Biography of Darius Milhaud

Name: Darius Milhaud
Bith Date: September 4, 1892
Death Date: June 22, 1974
Place of Birth: Aix-en-Provence, France
Nationality: French
Gender: Male
Occupations: composer
Darius Milhaud

The French composer and teacher Darius Milhaud (1892-1974) was the main champion of polytonality in the 20th century.

Darius Milhaud was born on Sept. 4, 1892, in Aix-en-Provence. His family, descended from a line of Jews established in the region for generations, had the time and means to encourage their son's musical interests: violin lessons at age 7, participation in the quartet organized by his violin teacher at age 13, and studies at the Paris Conservatory (1909-1912) mark the well-planned stages of his student career. Typical of his generation, he voiced a strong distaste for the music of Richard Wagner and an equally strong admiration for Modest Mussorgsky and Claude Debussy. Sensing, nevertheless, the dangers of impressionism for his own development--"too much fog," "too many perfumed breezes"--Milhaud resolved to "break the spell" of Debussy, although "my heart always remained faithful."

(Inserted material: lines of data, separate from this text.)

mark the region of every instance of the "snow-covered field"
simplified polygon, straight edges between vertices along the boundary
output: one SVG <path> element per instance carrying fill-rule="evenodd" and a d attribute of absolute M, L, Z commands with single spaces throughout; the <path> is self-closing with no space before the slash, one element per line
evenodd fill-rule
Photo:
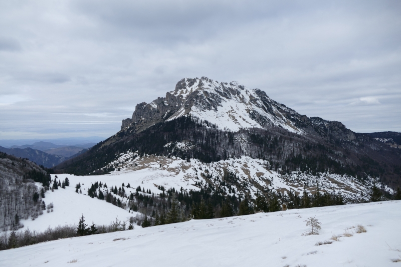
<path fill-rule="evenodd" d="M 166 157 L 144 156 L 141 158 L 137 157 L 132 159 L 133 155 L 131 152 L 122 154 L 110 165 L 112 166 L 119 163 L 120 170 L 113 171 L 110 174 L 85 176 L 58 175 L 58 178 L 61 180 L 68 177 L 70 185 L 65 189 L 59 187 L 54 192 L 46 192 L 46 198 L 43 200 L 46 205 L 51 202 L 53 203 L 54 211 L 47 213 L 46 211 L 44 211 L 44 214 L 40 215 L 34 221 L 30 218 L 22 220 L 25 227 L 22 230 L 29 227 L 32 230 L 43 231 L 49 226 L 54 227 L 59 225 L 76 224 L 81 213 L 85 216 L 87 222 L 91 223 L 93 221 L 97 224 L 109 224 L 117 216 L 119 220 L 127 221 L 131 216 L 135 216 L 137 214 L 135 212 L 130 213 L 128 210 L 105 201 L 85 195 L 87 194 L 88 187 L 95 182 L 107 184 L 107 188 L 101 188 L 104 192 L 106 189 L 110 191 L 111 187 L 117 186 L 118 189 L 124 183 L 127 196 L 129 196 L 131 192 L 134 193 L 138 186 L 145 190 L 150 189 L 152 193 L 156 194 L 162 192 L 157 188 L 159 186 L 163 186 L 166 190 L 174 187 L 179 190 L 181 187 L 184 190 L 199 190 L 200 187 L 207 185 L 205 180 L 205 178 L 207 178 L 206 175 L 212 177 L 208 179 L 216 186 L 223 188 L 229 194 L 235 193 L 237 196 L 241 194 L 241 190 L 246 190 L 254 195 L 259 190 L 255 185 L 257 184 L 264 188 L 275 189 L 283 193 L 289 190 L 302 193 L 304 183 L 309 183 L 313 187 L 318 179 L 321 190 L 340 192 L 348 200 L 357 201 L 360 199 L 362 194 L 367 195 L 366 192 L 368 190 L 365 185 L 358 182 L 352 177 L 336 174 L 326 174 L 318 177 L 294 173 L 291 176 L 283 176 L 277 172 L 266 169 L 263 160 L 249 157 L 205 164 L 196 160 L 192 159 L 190 162 L 187 162 L 179 158 Z M 221 185 L 221 177 L 224 169 L 236 174 L 239 182 L 243 185 L 242 188 L 239 190 L 235 186 L 233 186 L 235 193 L 229 193 L 228 187 Z M 54 180 L 54 178 L 55 175 L 52 175 L 52 179 Z M 81 185 L 82 194 L 75 192 L 75 186 L 78 183 Z M 198 185 L 195 185 L 195 183 L 198 183 Z M 130 188 L 126 187 L 128 183 L 131 186 Z M 309 189 L 311 190 L 314 188 Z M 117 197 L 122 201 L 126 203 L 128 201 L 127 198 Z"/>
<path fill-rule="evenodd" d="M 61 175 L 58 176 L 62 178 Z M 90 225 L 92 221 L 96 224 L 109 225 L 112 221 L 115 221 L 116 217 L 121 221 L 126 221 L 130 216 L 139 214 L 134 212 L 130 213 L 127 210 L 105 201 L 92 198 L 84 195 L 84 193 L 87 194 L 87 189 L 83 189 L 85 185 L 82 187 L 82 194 L 76 193 L 75 183 L 73 184 L 73 181 L 75 183 L 76 180 L 80 180 L 82 184 L 83 181 L 88 180 L 79 179 L 82 178 L 82 176 L 62 175 L 63 179 L 67 176 L 71 182 L 70 186 L 66 187 L 65 189 L 59 187 L 54 192 L 48 191 L 46 193 L 46 197 L 43 198 L 47 205 L 50 203 L 53 203 L 53 211 L 48 213 L 46 210 L 44 210 L 43 214 L 39 215 L 35 220 L 32 220 L 30 217 L 27 220 L 21 220 L 24 227 L 20 230 L 29 228 L 30 230 L 35 230 L 37 232 L 43 231 L 49 226 L 54 228 L 58 225 L 78 224 L 81 214 L 85 216 L 86 222 Z M 54 175 L 52 175 L 52 178 L 54 179 Z M 79 182 L 76 183 L 78 182 Z"/>
<path fill-rule="evenodd" d="M 291 210 L 61 239 L 0 251 L 2 266 L 392 266 L 401 262 L 401 201 Z M 304 221 L 322 223 L 303 235 Z M 356 233 L 357 225 L 366 232 Z M 329 244 L 333 235 L 344 232 Z M 70 262 L 70 263 L 69 263 Z M 299 265 L 298 265 L 299 264 Z"/>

Anti-impressionism was undoubtedly one of the two major factors uniting, just after World War I, the group of composers known as Les Six; the author Jean Cocteau was the other. Not a musician and therefore, by his own designation, not eligible for "membership" in the group, Cocteau was nevertheless its guiding spirit. His collaboration with Milhaud resulted in Le Boeuf sur le toit (1919), Le Train bleu (1924), and Le Pauvre matelot (1926). Cocteau also seems to have been responsible for stimulating Milhaud's interest in jazz, which resulted in one of his most enduring works, La Création du monde (1923).

Yet, for all their success, the Cocteau works do not reveal the essential Milhaud. Before Cocteau there had been the experience of yet deeper formative influence: that of the writer Paul Claudel. On first reading Claudel, in 1911, Milhaud was struck by a "force which shakes the human heart ... like an element of nature." The two artists began a long collaboration, which Milhaud said was "the best thing of my life as a musician." They collaborated on Agamemnon (1913), Les Choéphores (1915), Les Euménides (1917-1922), Christophe Colomb (1928), Maximilien (1932), Bolívar (1952-1953), and David (1954).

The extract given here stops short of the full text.